Он подумал: "Прелесть, что за женщина!" А осушив еще одну кружку, окончательно утвердился в этом мнении.

Пивная пустела. Остались одни основатели журнала; перед ними на столе возвышались две стопки блюдечек, будто две фарфоровые башни, воздвигнутые в некоем китайском городе.

Виргиния уже собиралась закрыть ставнями витрину, как вдруг дверь распахнулась и вошел долговязый бледнолицый субъект в коротенькой летней куртке, с поднятым воротником. Он шагал, выбрасывая вперед огромные плоские ступни в дырявых ботинках.

- А вот и Браншю, - закричали основатели журнала. - Как поживаете, Браншю?

Вид у Браншю был угрюмый.

- Лабанн, - обратился он к скульптору, - вы, надеюсь, только по рассеянности унесли ключ от мастерской? Ведь если бы я не застал вас здесь, мне не миновать бы ночлега под открытым небом.

Браншю говорил с цицероновской изысканностью. А глаза его тем временем, по милости нервного тика, таращились с ужасающим выражением, по носу, от переносицы до ноздрей, пробегала судорога, зато из уст его исходили приятные и чистые звуки.

Лабанн отдал ему ключ и извинился. Браншю не пожелал выпить ни пива, ни кофе, ни коньяка, ни ликера. Ничего не пожелал выпить.

Дион попросил его написать статью для журнала, и моралиста пришлось долго упрашивать.

- Возьмите комментарий к Федону, что Браншю набросал угольным карандашом на стене моей мастерской, - сказал Лабанн, - спишите комментарий, а если хотите, можете отнести в типографию всю стену.

Как только Браншю перестали уговаривать, он обещал написать статью.

- Это будет, - заявил он, - оригинальнейшее исследование о философах.

Он откашлялся, по обыкновению ораторов, придвинул к себе пустой стакан и произнес с расстановкой:

- Моя точка зрения такова. Существуют две породы философов: те, которые стоят позади этого бокала, как, например, Гегель, и те, которые стоят между бокалом и мной, как, например, Кант. Вам понятна моя точка зрения?

Дион понимал его точку зрения, и Браншю продолжал:

- Знаете ли вы, что я делаю, когда философ - позади бокала…

Тут Виргиния поубавила свет в одном газовом рожке, погасила другой и возвестила, что уже половина первого ночи и что пора расходиться по домам. Браншю, Мерсье и Лабанн, нагнувшись, прошли друг за дружкой под опущенной железной шторой. А Сент-Люси, оставшийся в потемках наедине с Виргинией, обнял ее и несколько раз наугад поцеловал в шею и ухо. Сначала Виргиния отбивалась, а потом притихла, замерев в объятиях мулата.

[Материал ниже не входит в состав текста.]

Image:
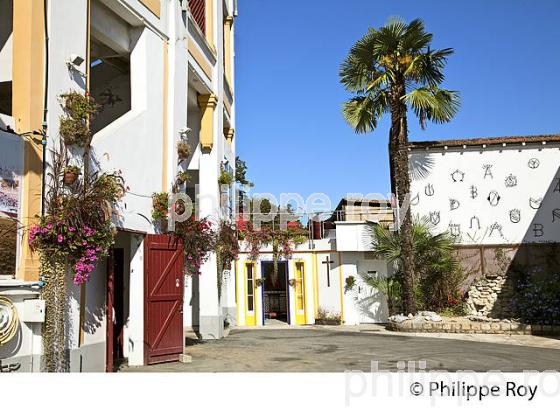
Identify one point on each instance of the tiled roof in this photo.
(529, 139)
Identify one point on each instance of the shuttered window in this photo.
(198, 11)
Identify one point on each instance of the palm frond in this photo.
(363, 112)
(415, 38)
(433, 104)
(427, 68)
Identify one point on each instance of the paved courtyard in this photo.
(318, 349)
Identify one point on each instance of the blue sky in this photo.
(289, 126)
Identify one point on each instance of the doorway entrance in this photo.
(275, 293)
(115, 309)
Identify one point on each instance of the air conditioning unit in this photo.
(21, 315)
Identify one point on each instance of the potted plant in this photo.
(350, 283)
(160, 203)
(71, 174)
(183, 150)
(183, 177)
(226, 177)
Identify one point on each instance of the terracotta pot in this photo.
(70, 178)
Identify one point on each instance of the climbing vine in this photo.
(77, 228)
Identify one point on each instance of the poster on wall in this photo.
(11, 170)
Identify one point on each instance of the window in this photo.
(250, 287)
(299, 285)
(6, 41)
(198, 11)
(11, 167)
(111, 43)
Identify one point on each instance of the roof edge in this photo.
(469, 142)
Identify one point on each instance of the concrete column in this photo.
(228, 24)
(28, 68)
(210, 23)
(210, 316)
(229, 133)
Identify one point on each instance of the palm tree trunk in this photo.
(399, 142)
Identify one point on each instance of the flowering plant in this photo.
(82, 244)
(198, 241)
(160, 204)
(227, 245)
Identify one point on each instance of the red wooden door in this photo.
(163, 290)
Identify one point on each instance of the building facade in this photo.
(321, 282)
(499, 198)
(163, 72)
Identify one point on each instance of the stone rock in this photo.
(398, 318)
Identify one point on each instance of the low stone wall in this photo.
(490, 296)
(467, 326)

Тем временем Браншю, шагая по тротуару, говорил Лабанну:

- Что ж, мне бокал поставить позади философа? Нет. Или философа поставить…

- Где же вы пропали, Сент-Люси? - крикнул поэт Дион, рассчитывавший, что по дороге домой будет услаждать слух креола своими стихами.

Но Сент-Люси не отозвался.

IV

В то утро шел снег. За витриной "Тощего кота" чуть слышался приглушенный шум колес. Скупой белесый свет падал на полотна, украшавшие стены, и чудилось, что на картинах изображены трупы. Реми сидел за столиком в пустой кофейне и уплетал бифштекс с картофелем, а Виргиния, сложив руки под белым передником, неподвижно стояла рядом и с благоговением наблюдала, как он ест.

- Хорош, не правда ли? - пылко вопрошала она. - Сыты ли вы? В кухне у меня припасен отличный ломтик холодного ростбифа, не угодно ли? Да вы ничего не пьете!

Он ел, он пил, а она с обожанием созерцала его. Она говорила:

- Отведайте швейцарского сыра; со слезой, вкусный. Господин Потрель ужасно любил швейцарский сыр со слезой.

И Реми ел. Виргиния подала на сладкое компот и фрукты. Она долго в самозабвенном восторге любовалась им, потом, вздохнув, промолвила:

- Пожалуй, я глупость сделала. Ведь вы поступите, как все мужчины, господин Сент-Люси. Все вы на один лад. Зато таких женщин, как я, на свете мало. Уж если привяжусь к кому, то на всю жизнь. Ведь я рассказала вам, как обошелся со мной Потрель. Честное слово, порядочные люди так не поступают! Чего я только для него не делала… Белье ему чинила, в огонь кинулась бы ради него. Ведь и ум-то у него был, и талант, и все прочее. А оказался неблагодарной тварью, вот и все!

И толстуха возвела скорбный взор к изображению Тощего Кота, будто призывая его в свидетели черной неблагодарности Потреля.

Ее необъятная грудь заколыхалась, тройной подбородок дрогнул, и она закончила глухим голосом:

- Подумать только, что и сама я не знаю, разлюбила ли его! Если и ты меня бросишь, ума не приложу, что со мной будет. Приходи вечерком, голубчик… Чего пожелаете, господа?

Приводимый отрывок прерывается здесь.